Liu Guanguan | China News Service via Getty Images
A local ballot that proposes taxing companies on their highest-earning executives is headed for a November vote.
Matt Haney, a member of the city’s Board of Supervisors, is dubbing it the “overpaid executive tax,” and proposes levying it on all businesses who pay their highest-earning employee 100 times or more the median salary of their San Francisco workers, , the San Francisco Chronicle reported. Residents will vote on the measure this November, and it could take effect in 2022.
The progressive tax would equate to companies paying 0.1% of their gross receipts if the company’s highest paid employee makes 100 to 200 times the median wage. The tax itself is progressive, rising to 0.2% for executives making 200 times the median salary and can go up to 1% of gross receipts if the top-paid exec makes 1,000 times the median.
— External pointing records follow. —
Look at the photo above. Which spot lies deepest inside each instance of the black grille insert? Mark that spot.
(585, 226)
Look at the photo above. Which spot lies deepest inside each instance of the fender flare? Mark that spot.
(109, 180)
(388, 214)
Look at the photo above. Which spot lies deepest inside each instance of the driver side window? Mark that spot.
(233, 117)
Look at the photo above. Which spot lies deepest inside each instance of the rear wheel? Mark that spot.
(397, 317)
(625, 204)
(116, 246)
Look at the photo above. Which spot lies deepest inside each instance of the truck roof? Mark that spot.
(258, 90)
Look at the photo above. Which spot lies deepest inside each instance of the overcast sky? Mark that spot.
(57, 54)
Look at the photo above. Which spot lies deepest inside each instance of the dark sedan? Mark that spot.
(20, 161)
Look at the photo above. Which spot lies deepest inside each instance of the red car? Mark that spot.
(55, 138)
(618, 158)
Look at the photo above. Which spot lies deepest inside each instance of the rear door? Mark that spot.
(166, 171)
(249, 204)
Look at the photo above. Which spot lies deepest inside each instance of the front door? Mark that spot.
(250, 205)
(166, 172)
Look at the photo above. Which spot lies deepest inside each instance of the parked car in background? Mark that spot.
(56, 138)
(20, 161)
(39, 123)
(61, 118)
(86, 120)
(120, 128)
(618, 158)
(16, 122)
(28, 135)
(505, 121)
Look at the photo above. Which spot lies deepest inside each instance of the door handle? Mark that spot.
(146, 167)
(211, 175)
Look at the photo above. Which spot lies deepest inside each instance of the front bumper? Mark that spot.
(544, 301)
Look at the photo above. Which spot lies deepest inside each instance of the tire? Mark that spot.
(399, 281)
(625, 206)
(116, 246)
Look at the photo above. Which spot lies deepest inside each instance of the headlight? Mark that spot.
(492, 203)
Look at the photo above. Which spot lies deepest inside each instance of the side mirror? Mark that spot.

In terms of compensation, the measure also includes “wages, salaries, commissions, bonuses, property issued or transferred in exchange for the performance of services (including but not limited to stock options).”
The measure is expected to bring in between $60 million and $140 million annually.
Most small businesses will be exempted, as businesses must earn at least $1.17 million in gross receipts annually to qualify, the San Francisco Chronicle reported. The tax is likely to affect Salesforce, Comcast, and several big banks that do business in the city.
“Large corporations that want to avoid paying the tax can do the right thing and pay their executives less or simply raise their employees’ wages. Invest in your employees. Don’t fuel inequality within your company and our city,” Haney said on Twitter about the tax.
Disclosure: Comcast owns NBCUniversal, parent company of CNBC.